La hora puntual de tomar té en Londres la honro como una cita amorosa. El exquisito Hotel Ritz de Londres, entre los mejores que he visitado en el mundo con su salón del té, es para mi un recinto y ritual sagrados. Aunque nunca me topé con su majestad la Reina, a quien admiro mucho antes del éxito de la extraordinaria y premiada serie The Crown, al menos conocí al Concierge que según los decires era el único autorizado a recibir, saludar y atender a la soberana. Ese salón es el escenario perfecto para entender una tradición, el respeto y apego a las normas es estrictísimo en cuanto a la etiqueta y sus protocolos. Tomando té, me siento como cuando hago el amor, con toda mi pasión, gusto y éxtasis. Tomar té es una conquista, una invasión, y no me culpen de machista, en todo caso de sibarita, de epicúreo, mundano. Estos placeres nacieron conmigo reforzando mi espíritu de espectador, algunos pueden llamarme mirón, pero no me adentraré en las dilataciones del término.

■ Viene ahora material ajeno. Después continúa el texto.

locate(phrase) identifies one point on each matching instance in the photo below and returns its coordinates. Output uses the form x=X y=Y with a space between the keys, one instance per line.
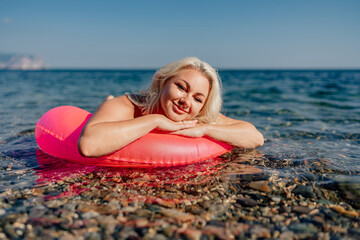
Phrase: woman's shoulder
x=117 y=108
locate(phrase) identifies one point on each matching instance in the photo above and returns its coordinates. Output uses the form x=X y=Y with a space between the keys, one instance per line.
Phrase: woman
x=184 y=98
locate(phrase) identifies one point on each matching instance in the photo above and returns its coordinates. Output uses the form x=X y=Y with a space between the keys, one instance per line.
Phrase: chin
x=175 y=117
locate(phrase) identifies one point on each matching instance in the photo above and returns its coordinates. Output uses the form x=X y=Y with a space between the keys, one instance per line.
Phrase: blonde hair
x=212 y=106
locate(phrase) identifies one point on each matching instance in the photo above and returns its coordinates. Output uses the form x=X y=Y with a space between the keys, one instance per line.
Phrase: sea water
x=310 y=120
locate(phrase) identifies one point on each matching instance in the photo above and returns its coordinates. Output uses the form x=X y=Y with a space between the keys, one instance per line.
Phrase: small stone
x=2 y=211
x=247 y=202
x=288 y=235
x=142 y=222
x=90 y=214
x=276 y=199
x=260 y=186
x=260 y=232
x=301 y=210
x=342 y=210
x=180 y=216
x=38 y=211
x=192 y=234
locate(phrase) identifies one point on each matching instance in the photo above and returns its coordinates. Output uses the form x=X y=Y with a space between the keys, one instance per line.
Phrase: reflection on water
x=173 y=184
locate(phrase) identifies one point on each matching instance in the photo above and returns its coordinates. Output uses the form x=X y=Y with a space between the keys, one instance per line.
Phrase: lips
x=178 y=109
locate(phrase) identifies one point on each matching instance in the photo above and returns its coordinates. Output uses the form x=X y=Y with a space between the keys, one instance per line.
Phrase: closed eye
x=198 y=99
x=181 y=86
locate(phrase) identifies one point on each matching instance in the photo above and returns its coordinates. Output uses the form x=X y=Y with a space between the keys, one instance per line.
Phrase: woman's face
x=184 y=95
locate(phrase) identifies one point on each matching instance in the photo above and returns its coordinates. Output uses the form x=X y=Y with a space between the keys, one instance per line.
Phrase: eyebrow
x=189 y=87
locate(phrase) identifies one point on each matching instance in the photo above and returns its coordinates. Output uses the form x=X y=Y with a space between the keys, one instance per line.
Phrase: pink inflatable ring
x=57 y=133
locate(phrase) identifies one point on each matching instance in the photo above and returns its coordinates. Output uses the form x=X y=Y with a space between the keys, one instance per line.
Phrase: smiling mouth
x=179 y=109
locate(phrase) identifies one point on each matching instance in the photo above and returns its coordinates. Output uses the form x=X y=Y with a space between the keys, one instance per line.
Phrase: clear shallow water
x=310 y=119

De niño solía desaparecer al final de las tardes. Huía del salón familiar y la disciplina que imponía papá en el hogar provinciano. Supongo que a veces prefería que me ausentara de la biblioteca mientras él trabajaba, pues me cuesta quedarme quieto, y al menos suelo mover las piernas, o los dedos, o hacer ruidos respiratorios que también me traen ciertas reprimendas en la intimidad cuando duermo acompañado. No paro de moverme y musitar. Papá no soportaba ni el zumbido de una mosca. Así que yo corría patio al fondo, y desde las piedras del rocoso piso guayanés, me quedaba suspendido en el ocaso sobre el Orinoco, ese río espejo de mis ansias infantiles. Ese fuego, ese ardor con sabor a naranjas amargas.
Hay tardes que me embelesan, me sumen en la corriente de mi mente como los atardeceres en la ciudad de Roma. Se me ocurre que por todo ello la civilización romana se convirtió en la cúspide de la antigüedad de nuestra historia occidental, cuando la humanidad comenzó a dejar atrás la salvajada, que seguía rampante en aquellos tiempos y que aún hoy día nos sorprende de nuestros contemporaneos globalizados. Roma es un escenario magnífico de la imaginería artística, de la huella de la arquitectura, de la conjugación del escenario natural que parece el ciclorama de un escenario gigante, y el mobiliario decorativo de tanto talento desbordado, caudaloso, fantástico, fantasioso. Roma vale el espacio sideral. Las tardes romanas son el teatro perfecto para enamorarse.
Soy impuntual para el amor, tomando té, a horas imprecisas, se me ocurre que es fácil extraviarse y no atinar el tiempo como cuando vine a este mundo de ocasos ardientes y románticos.